The government believes the video is authentic; it has asked the Intelligence Bureau (IB) to verify details like where the video was uploaded within a day or two.
In it, Zawahiri singles out Assam, Gujarat and Kashmir -- states with large Muslim populations -- along with Bangladesh and Myanmar, as territories targeted by the new organization.
The video speech makes two references to Gujarat, the home state of Prime Minister Narendra Modi, long considered a target for Islamist militant groups because of the communal riots which took place during his first term as chief minister of the state in 2002. More than 1,000 people, mainly Muslims, were killed.
"In the wake of this al Qaeda video, we will be on a higher alert. We will work closely with the central government to tackle any threat posed to the state," SK Nanda, the most senior bureaucrat in the home department of Gujarat, told news agency Reuters.

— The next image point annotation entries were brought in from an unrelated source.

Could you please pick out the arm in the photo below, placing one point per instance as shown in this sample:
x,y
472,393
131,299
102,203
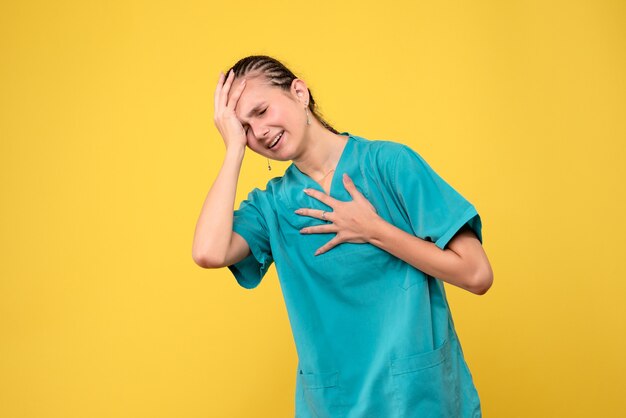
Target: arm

A high security alert in the state involves activating informer networks in sensitive areas.
The timing and content of the video suggests rivalry between al Qaeda and its more vigorous rival in Syria and Iraq, Islamic State, which anecdotal evidence suggests is gathering support in South Asia.

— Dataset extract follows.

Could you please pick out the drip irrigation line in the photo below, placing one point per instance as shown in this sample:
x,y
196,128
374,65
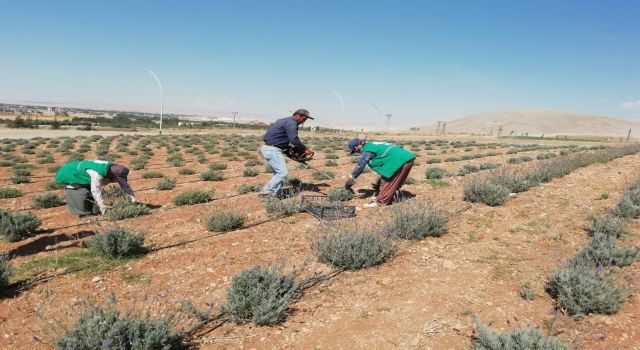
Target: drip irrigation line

Intelligence officials say that in recent months, there have been reports that some members of the Indian Mujahideen, who are based in Pakistan, are now showing signs of breaking away from Mujahideen and are affiliating with Al Qaida.
Mujahideen founder Yasin Bhatkal, who was arrested last year by India, has allegedly confirmed this to interrogators.
The Indian Mujahideen was launched in India by the Pakistani terror group Lashkar-e-Taiba and is responsible for some of the worst recent terror attacks in recent years in the country.
A recently-released video by this breakway group of the Mujahideen shows one of its leaders, Sheikh Armar, originally from Hyderabad, talking about fighters being trained in Afghanistan and then being sent to India.
New Delhi: The union government has ordered several states to be on increased alert after al Qaeda announced it has formed a wing in India and its neighbourhood.